Having reviewed what I was doing I could put a much larger stake into my first 5 point deal but I have found that often much more is available if you trade it according to the price trend of the present sequence during the day. Most intraday trends or direction changes on the FTSE appear to run for an hour or 2 unless there is a strong daily trend so I find I am happy to put a smaller figure in and let the remainder run on. As I build up capital I will probably increase the first 5 point stake as well as the trend deal but there is a limit to what you can instantly get into the market from D4F. I have yet to fully test IB (futures) although I expect to be able to get larger deals in.
As a matter of interest are you trading futures, how long do you trade during a session and on average how many deals are you making from your session. One of the problems for me when going for small points was it lead to undisciplined trading and chasing the trend so over-trading.
Clearly with discipline and selective trading there are set-ups in the day where 2 - 6 very safe opportunities may present themselves if all you were targeting was 2 points. If I may pry what size of deal do you enter and what set-up do you look for from one of your daytrades.

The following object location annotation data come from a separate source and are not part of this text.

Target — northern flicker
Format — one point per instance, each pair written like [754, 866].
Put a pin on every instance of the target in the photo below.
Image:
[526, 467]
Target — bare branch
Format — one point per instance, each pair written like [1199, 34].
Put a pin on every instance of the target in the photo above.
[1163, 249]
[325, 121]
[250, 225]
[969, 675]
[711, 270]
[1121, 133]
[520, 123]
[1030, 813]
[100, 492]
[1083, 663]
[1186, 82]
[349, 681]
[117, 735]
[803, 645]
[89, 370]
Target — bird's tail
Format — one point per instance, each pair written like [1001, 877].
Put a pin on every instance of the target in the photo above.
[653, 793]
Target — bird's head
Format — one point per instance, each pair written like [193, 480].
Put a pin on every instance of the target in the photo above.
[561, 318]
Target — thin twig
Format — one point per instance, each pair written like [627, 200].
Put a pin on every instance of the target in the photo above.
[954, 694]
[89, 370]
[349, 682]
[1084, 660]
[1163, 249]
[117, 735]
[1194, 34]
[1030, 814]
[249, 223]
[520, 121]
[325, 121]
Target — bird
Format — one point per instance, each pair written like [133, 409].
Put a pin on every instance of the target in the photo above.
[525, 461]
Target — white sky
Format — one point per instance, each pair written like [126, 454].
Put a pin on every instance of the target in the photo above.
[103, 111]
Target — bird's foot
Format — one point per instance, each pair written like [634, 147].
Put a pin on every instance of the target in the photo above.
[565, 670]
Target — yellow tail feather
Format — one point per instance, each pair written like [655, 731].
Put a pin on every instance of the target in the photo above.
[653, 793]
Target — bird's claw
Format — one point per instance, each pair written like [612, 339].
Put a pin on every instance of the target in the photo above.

Thanks for the replies, what i meant was that do any of you vary your %s of 'stake' value on entry depending on the market sentiment or your own sentiment for that fact. P.S. I dont day trade if that helps.
Regardless of time frame, I tend to risk say 2% if the long term AND short term confirm entry, 1.5% if just the long term time frame shows a good spot, and only 1% if the trade is only in the shorter time frame.
These percentages may also vary depending on how well I am doing generally, and how much 'in gear' I feel with the markets, but I hope they give an indication of what I'm doing.
My theory is, is that the trade should have a higher probability of success if confirmed in two time frames.
Others have different suggestions which for me are quite mind bending - as can be seen in the other thread on Money Mgt.